Understanding the energy sources (metabolic pathways) in our body and how they relate to our workouts is something that can help you understand the desired stimulus of a workout and help you pace and perform better. Ultimately leading to a better overall workout.

We have 3 main energy sources in the body. They are phosphagen, glycolysis and oxidative. Energy is derived from ATP and these three help replenish that so we can do more work.

The phosphagen system is unique in that it is readily available in all of us at the start of a workout. It is potent and powerful. It supplies a strong dose of energy. The downside is that it is depleted in about 10 seconds and wont be back until we get 4-5 minutes of rest. If we are doing a 3-6 minute workout where a few seconds become very important it is a good idea to go all out from the beginning and settle into a pace 10-15 seconds into the workout. In a longer workout it may not be beneficial and may just mess up our pacing from the beginning. This is also our primary energy source in a 1 rep max lift. This is why we want to allow ample rest time when going for that big lift. We need to have this system replenished.

The glycolysis system is activated in the :20 second range of a workout and lasts up to 2:00. If we are doing a 400m sprint we will be using this energy source. A common strategy for a 400m sprint is to go all out through the first turn, stride the back stretch and empty the tank to bring it home. This should leave you completely depleted, which is why the 400m (along with the 800m) is considered one of the most demanding events. This is also a great fat burning zone and one that we like to spend as much of a workout in as possible. This is why we commonly do 5 minutes of work with 5 minutes of rest.
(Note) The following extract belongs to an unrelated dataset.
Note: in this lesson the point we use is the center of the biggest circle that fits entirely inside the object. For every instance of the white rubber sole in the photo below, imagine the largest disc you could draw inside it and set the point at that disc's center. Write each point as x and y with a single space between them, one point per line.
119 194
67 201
Our last system is the oxidative. This is the most abundant and most used source of energy in our longer workouts. This is fed by carbs and fats. More carbs are used when the intensity increases. When we are in our aerobic state we our using this energy source. Generally, our goal in a workout is to not go aerobic, which is why we do work: rest intervals. (see the chart for a breakdown of pathways). When we go aerobic we are not building muscle and we are burning both fat and muscle. In our anaerobic state we are burning fat and building muscle. I am not saying that aerobic training is bad. I am simply pointing to our goals and why we don’t do too many workouts over 20 minutes.

In CrossFit we train with the idea that life punishes the specialist. We constantly vary our workouts to hit on all metabolic pathways while targeting areas that will deliver better overall fitness. We hope this shows you the science behind a lot of our programing and also gives you some guidance on how to pace your workouts.